Untitled (1960) de Joan Mitchell est un maelström de couleurs et de lignes savamment orchestré. Des pigments à l’huile bleu foncé, noir, sarcelle, terre cuite, olive, crème et bordeaux dégoulinent, forment des boucles, s’élèvent et s’écrasent sur une toile d’une pâle blancheur qui s’étend sur près d’un mètre de hauteur. Sa vigueur tempétueuse reflète un moment charnière dans la pratique de l’artiste. En effet, en 1959, Mitchell s’installe à Paris dans un vaste atelier situé au 10, rue Frémicourt, dans le 15e arrondissement, qu’elle partage avec le peintre français Jean-Paul Riopelle. C’est là que sa pratique de l’abstraction franchit un nouveau palier en faveur du lyrisme sans limite qui caractérisera désormais son œuvre. Ses coups de pinceau – dessinés avec audace sur des fonds neutres – se transforment en écheveaux de couleurs vives ; chaque marque révèle un geste emprunt de vivacité, comme une méditation sur la nature-même de la peinture.
La présente œuvre appartient à une série de tableaux acquis par le marchand d’art parisien Jacques Dubourg, dont la célèbre galerie a accueilli des expositions de Nicolas de Staël, Riopelle, André Lanskoy et Sam Francis dans les années 1960. Fils d’un encadreur qui avait été l’ami de Renoir et de Pissarro, Dubourg a été l’un des principaux promoteurs de l’art de Mitchell en Europe : l’exposition de ses peintures en 1962 au sein de sa galerie a été très bien accueillie par la critique et a connu un grand succès commercial. L’œuvre présentée ici est demeurée dans sa collection jusqu’à la fin de sa vie.

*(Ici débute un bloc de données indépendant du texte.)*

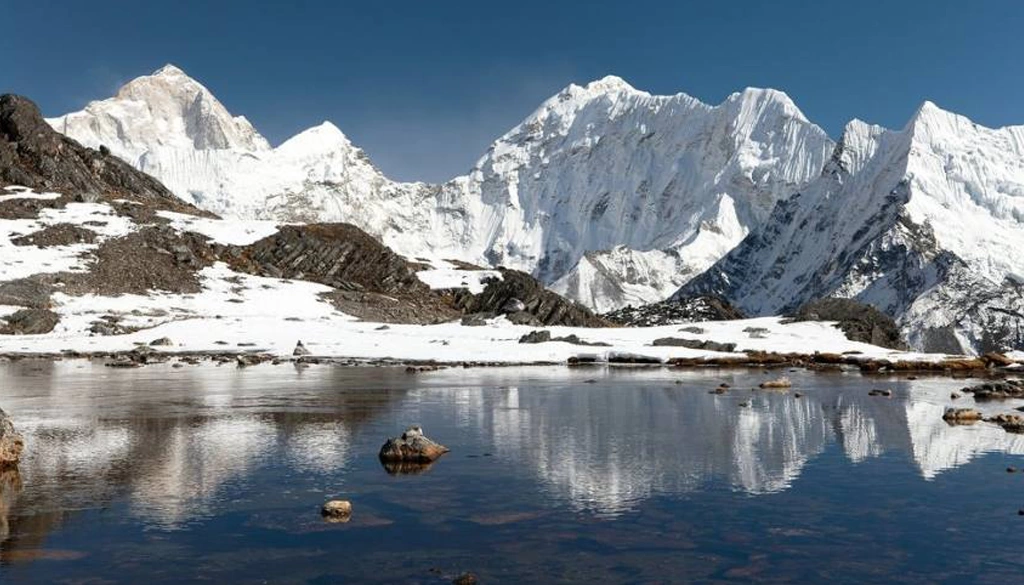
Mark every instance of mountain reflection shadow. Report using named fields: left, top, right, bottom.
left=0, top=369, right=406, bottom=547
left=381, top=461, right=436, bottom=475
left=0, top=466, right=22, bottom=542
left=419, top=374, right=1024, bottom=515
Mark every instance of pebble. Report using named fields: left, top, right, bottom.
left=321, top=500, right=352, bottom=520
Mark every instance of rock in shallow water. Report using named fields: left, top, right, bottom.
left=942, top=408, right=981, bottom=424
left=759, top=376, right=793, bottom=389
left=380, top=426, right=449, bottom=463
left=321, top=500, right=352, bottom=521
left=0, top=409, right=25, bottom=468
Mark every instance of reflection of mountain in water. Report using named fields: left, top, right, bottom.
left=6, top=365, right=1024, bottom=536
left=0, top=365, right=402, bottom=548
left=417, top=375, right=1024, bottom=514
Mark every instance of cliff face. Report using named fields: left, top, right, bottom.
left=0, top=94, right=202, bottom=214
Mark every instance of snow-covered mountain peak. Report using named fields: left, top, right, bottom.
left=153, top=64, right=190, bottom=79
left=721, top=87, right=809, bottom=122
left=278, top=121, right=354, bottom=153
left=48, top=65, right=270, bottom=157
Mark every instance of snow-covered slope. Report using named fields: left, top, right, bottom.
left=50, top=66, right=831, bottom=308
left=680, top=102, right=1024, bottom=351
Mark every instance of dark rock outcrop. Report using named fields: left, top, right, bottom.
left=231, top=223, right=430, bottom=294
left=0, top=409, right=25, bottom=469
left=230, top=223, right=460, bottom=323
left=0, top=308, right=60, bottom=335
left=454, top=268, right=611, bottom=327
left=0, top=275, right=53, bottom=308
left=380, top=426, right=449, bottom=463
left=961, top=380, right=1024, bottom=402
left=519, top=329, right=611, bottom=347
left=603, top=296, right=744, bottom=327
left=0, top=93, right=209, bottom=217
left=792, top=298, right=906, bottom=349
left=650, top=337, right=736, bottom=353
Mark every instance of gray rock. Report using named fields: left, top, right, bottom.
left=321, top=500, right=352, bottom=523
left=0, top=308, right=60, bottom=335
left=502, top=297, right=526, bottom=312
left=462, top=312, right=494, bottom=327
left=651, top=337, right=736, bottom=353
left=379, top=426, right=449, bottom=463
left=793, top=298, right=905, bottom=353
left=519, top=329, right=551, bottom=343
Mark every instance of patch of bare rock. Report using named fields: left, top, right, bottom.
left=0, top=308, right=60, bottom=335
left=10, top=223, right=96, bottom=248
left=0, top=409, right=25, bottom=469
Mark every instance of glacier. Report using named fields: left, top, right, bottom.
left=677, top=102, right=1024, bottom=353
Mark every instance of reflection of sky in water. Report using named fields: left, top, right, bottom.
left=6, top=365, right=1024, bottom=529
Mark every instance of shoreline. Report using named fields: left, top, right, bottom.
left=0, top=347, right=1024, bottom=378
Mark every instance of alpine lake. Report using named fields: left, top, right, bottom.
left=0, top=360, right=1024, bottom=585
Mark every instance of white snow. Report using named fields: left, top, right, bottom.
left=50, top=67, right=831, bottom=307
left=157, top=211, right=281, bottom=246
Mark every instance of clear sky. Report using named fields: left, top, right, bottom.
left=0, top=0, right=1024, bottom=180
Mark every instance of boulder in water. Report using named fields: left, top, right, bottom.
left=321, top=500, right=352, bottom=523
left=0, top=410, right=25, bottom=468
left=380, top=426, right=449, bottom=463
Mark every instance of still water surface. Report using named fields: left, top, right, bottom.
left=0, top=361, right=1024, bottom=584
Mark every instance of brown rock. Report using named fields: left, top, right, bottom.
left=759, top=376, right=793, bottom=388
left=321, top=500, right=352, bottom=523
left=0, top=410, right=25, bottom=468
left=942, top=408, right=981, bottom=424
left=380, top=426, right=450, bottom=463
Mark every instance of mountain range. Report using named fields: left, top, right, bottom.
left=48, top=66, right=1024, bottom=352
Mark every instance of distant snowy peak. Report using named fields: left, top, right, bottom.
left=679, top=102, right=1024, bottom=351
left=44, top=66, right=833, bottom=308
left=48, top=65, right=270, bottom=162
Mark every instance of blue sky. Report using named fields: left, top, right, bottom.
left=0, top=0, right=1024, bottom=180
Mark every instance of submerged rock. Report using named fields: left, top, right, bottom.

Joan Mitchell est née à Chicago en 1925. Diplômée de l’École de l’Institut d’art de Chicago, elle s’est installée à New York en 1950, où elle a rapidement accédé à la célébrité, appartenant à la deuxième génération de peintres expressionnistes abstraits. Mitchell était respectée par ses amis peintres New-yorkais tels Willem de Kooning, Franz Kline et Phillip Guston. Elle s’est imposée dans un monde compétitif et dominé par les hommes, et a refusé d’être définie comme appartenant à l’école de New York ou à toute autre étiquette esthétique.
En réalité, elle s’est toujours sentie en affinité avec une longue lignée de peintres européens, d’Henri Matisse à Claude Monet, en passant Paul Cézanne et Vincent van Gogh : Mitchell se retrouvait dans leur belle sensibilité, à travers notamment leurs couleurs chatoyantes qui rendaient hommage à la nature.
À partir de l’été 1955, Mitchell voyage fréquemment à Paris, et ses liens personnels et esthétiques avec les États-Unis se distendent un peu. L’abstraction picturale devient alors une réponse intuitive au lieu, au sentiment, au paysage et à la mémoire, plutôt qu’un système de signes ésotériques et subjectifs.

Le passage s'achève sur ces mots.